ABP, the largest pension fund, reports that it has sufficient cash in hand to pay the pensions of all participants for as long as they live.

The funding ratio is used to determine how funds are doing financially.

This is the ratio between the money a fund has to pay in future pensions and the amount of money it has in cash now.

Based on this, it is determined at the end of the year whether the pension benefits should be reduced.

In recent years, pension discounts (reduction of pensions) have mainly been feared, because the funding ratios at most large funds were around and even below the critical limit of 90 percent.

Retirement jars are better filled

That fear is slowly fading away.

At ABP, the funding ratio rose to 104.5 percent last quarter.

At the end of the first quarter, it was still at 100.5 percent.

Zorgpensioenfonds PFZW saw the coverage ratio rise to 100.9 percent, compared to 97.5 percent at the end of the first quarter.

Pension pots were also better filled in the metal sector.

Funds PME and PMT saw coverage ratios rise to 104 and 101.5 percent respectively.

The coverage ratio of Bouwfonds bpfBOUW rose to 120.8 percent.

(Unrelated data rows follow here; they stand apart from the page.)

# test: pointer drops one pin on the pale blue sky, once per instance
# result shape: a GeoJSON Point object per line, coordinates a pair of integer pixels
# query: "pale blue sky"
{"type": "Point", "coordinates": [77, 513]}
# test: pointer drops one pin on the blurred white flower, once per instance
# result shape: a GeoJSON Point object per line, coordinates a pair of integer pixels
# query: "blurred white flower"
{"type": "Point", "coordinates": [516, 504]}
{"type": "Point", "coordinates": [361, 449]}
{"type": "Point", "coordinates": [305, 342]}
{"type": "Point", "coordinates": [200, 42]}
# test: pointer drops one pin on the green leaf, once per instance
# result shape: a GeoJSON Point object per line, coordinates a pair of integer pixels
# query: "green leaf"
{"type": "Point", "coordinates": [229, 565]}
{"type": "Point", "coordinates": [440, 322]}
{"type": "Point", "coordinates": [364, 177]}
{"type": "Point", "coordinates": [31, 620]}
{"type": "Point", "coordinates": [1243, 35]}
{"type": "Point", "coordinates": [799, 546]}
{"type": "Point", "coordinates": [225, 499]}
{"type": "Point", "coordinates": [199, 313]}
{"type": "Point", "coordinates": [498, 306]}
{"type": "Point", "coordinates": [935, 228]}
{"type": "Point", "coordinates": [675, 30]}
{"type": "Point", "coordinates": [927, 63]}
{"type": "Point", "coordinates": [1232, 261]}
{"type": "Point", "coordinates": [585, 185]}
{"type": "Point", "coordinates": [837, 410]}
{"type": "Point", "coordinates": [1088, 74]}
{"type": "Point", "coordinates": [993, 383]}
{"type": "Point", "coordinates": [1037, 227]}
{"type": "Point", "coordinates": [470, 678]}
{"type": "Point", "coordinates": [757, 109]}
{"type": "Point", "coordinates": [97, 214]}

Real estate investments contributed to the increase

The pension funds mainly cite the positive returns on their investments as the cause of the increase.

For example, bpfBOUW says that the Dutch and international real estate portfolio contributed to the increase.

ABP says that the outlook has become somewhat brighter again due to the higher funding ratio. "I can therefore say for the first time in ages that the chance of a pension reduction next year is very small," said chairman Corien Wortmann-Kool. "But a pension increase is really not in sight yet."